Not bureaucratic development but participative development — that is, grassroots development through grassroots democracy — is our imperative need. The path to such development was charted through the 73rd and 74th amendments to the Constitution, which resulted in the present Part IX (‘The Panchayats’) and Part IXA (‘The Municipalities’). In these two Parts of the Constitution, we have the key to Inclusive Growth through Inclusive Governance. For Inclusive Growth, we need to hitch the horse of accelerated growth to the wagon of participative development.

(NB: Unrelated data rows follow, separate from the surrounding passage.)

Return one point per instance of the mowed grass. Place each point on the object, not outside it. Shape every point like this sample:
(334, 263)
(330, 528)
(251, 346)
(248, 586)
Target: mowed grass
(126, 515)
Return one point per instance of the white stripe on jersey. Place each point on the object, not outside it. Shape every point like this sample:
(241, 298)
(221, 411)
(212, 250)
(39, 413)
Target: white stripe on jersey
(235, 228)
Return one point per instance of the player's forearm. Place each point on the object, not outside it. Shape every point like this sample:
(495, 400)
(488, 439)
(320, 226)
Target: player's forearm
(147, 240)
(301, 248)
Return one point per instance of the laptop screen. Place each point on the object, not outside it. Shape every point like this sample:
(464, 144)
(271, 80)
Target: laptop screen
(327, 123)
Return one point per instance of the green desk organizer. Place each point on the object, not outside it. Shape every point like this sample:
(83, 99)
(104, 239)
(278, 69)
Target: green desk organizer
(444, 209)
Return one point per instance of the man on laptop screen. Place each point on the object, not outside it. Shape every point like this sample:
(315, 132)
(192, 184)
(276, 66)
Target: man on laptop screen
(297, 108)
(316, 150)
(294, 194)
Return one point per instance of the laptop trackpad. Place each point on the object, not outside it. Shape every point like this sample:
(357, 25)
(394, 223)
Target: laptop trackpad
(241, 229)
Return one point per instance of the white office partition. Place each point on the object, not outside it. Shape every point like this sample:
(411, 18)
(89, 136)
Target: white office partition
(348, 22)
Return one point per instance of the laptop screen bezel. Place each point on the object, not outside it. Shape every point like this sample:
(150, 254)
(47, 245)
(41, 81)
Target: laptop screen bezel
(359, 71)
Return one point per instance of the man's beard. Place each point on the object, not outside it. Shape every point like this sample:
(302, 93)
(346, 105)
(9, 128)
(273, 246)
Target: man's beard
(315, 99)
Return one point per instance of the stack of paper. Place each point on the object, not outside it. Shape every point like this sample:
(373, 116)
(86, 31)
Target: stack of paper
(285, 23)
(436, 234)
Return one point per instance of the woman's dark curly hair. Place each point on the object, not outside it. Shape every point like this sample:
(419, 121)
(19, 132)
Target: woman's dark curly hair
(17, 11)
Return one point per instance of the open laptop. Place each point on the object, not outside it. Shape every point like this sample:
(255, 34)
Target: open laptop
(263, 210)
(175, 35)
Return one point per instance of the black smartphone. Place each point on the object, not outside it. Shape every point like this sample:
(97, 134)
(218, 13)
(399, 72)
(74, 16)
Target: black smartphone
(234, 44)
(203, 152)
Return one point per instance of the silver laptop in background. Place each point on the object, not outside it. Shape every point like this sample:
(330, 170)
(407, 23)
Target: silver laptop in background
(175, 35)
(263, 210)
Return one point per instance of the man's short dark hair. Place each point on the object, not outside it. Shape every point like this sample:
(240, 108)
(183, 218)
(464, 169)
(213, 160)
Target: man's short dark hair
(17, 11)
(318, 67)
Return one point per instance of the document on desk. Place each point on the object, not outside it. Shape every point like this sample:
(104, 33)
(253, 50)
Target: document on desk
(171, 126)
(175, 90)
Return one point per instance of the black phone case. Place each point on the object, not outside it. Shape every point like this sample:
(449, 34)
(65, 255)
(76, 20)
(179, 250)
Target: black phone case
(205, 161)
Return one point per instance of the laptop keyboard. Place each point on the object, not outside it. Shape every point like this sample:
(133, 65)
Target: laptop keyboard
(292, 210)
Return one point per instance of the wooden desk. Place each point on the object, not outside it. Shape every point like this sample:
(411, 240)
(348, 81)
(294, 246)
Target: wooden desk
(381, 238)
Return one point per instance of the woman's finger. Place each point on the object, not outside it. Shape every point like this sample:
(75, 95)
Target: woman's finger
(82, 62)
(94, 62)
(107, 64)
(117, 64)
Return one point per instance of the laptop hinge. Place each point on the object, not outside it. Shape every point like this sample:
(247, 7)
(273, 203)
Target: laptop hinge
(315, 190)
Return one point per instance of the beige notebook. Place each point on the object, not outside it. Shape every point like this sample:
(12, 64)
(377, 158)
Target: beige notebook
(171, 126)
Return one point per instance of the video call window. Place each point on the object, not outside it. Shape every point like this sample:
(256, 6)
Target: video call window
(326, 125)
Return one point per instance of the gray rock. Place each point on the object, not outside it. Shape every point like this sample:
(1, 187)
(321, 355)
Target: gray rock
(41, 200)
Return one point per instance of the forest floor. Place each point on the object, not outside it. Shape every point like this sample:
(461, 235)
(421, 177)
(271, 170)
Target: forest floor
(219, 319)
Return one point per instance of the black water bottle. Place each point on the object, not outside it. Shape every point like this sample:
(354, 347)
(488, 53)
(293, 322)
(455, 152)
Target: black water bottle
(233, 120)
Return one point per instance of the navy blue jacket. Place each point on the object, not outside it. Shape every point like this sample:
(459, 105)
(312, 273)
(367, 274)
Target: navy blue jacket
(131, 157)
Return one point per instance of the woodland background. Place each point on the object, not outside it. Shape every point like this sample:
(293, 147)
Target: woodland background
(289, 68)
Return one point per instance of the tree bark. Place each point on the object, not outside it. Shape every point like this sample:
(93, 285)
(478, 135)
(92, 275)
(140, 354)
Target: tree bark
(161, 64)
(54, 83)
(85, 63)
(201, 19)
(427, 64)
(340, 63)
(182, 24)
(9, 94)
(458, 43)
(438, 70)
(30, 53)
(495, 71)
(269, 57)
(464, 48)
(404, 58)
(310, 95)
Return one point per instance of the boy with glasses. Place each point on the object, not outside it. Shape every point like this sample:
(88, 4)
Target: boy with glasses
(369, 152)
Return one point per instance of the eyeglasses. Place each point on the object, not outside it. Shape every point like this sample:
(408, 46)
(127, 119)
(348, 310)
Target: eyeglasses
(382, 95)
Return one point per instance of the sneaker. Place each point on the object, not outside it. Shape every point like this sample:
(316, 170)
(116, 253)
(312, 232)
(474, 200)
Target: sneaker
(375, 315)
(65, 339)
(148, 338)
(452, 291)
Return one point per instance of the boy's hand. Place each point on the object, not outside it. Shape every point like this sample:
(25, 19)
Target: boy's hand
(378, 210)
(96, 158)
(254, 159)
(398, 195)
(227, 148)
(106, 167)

Over the last 15 years since the Constitution was amended, local level elected self-government has been made ineluctable, irreversible and irremovable. But while the institutions of local self-government are in place, the empowerment of these institutions, in terms of functions, finances and functionaries, has been uneven, fitful and subject to reversal. This is inevitable given that the very Constitution which confers a constitutional status on Panchayati Raj, also leaves it exclusively within the diction of the state to determine the nature, direction and pace of devolution. However, the Centre could greatly accelerate and rationalise this process by adapting the guidelines of Central Sector and Centrally Sponsored Schemes, the principal source of funding for panchayati raj institutions, to ensure the centrality of PRIs in the planning and implementation of these schemes in conformity with the letter and spirit of Parts IX and IXA of the Constitution.
A second crying need is to incentivise the States to further empower their PRIs, as also to incentivise PRIs to be transparent and accountable in their transactions, besides steadily contributing an increased share of their expenditure from resources that they themselves mobilise. Hence the key significance of the recognition accorded in the Eleventh Plan to the “need to build in incentives that will encourage the States to devolve functions, funds and functionaries to the PRIs.” The World Bank would appear to be interested in extending International Development Association support to the Panchayat Empowerment and Accountability Incentivisation Scheme (PEAIS).
Third, is the imperative need to make available untied block grants to the PRIs so that they have an adequate reservoir of financial resources which they themselves, without let or hindrance from outside, can plan and implement for neighbourhood economic development and social justice. The 13th Finance Commission has a golden opportunity to build on the tentative beginnings of its predecessor Commissions by increasing block untied non-Plan grants to at least Rs.20,000 crore a year, particularly for the maintenance of community assets and improved service delivery.
I speak for the inconsequential Indian, the unsuccessful Indian, but also for the Indian who crucially determines the outcome of the democratic process. It is only if governance reforms at the grassroots become the handmaiden of economic reforms, as hinted at in sections of the Eleventh Plan, that we might hope to preserve the stability and sustainability of the democratic process. That is a political imperative. It is also, I trust, an ethical imperative that we will respect.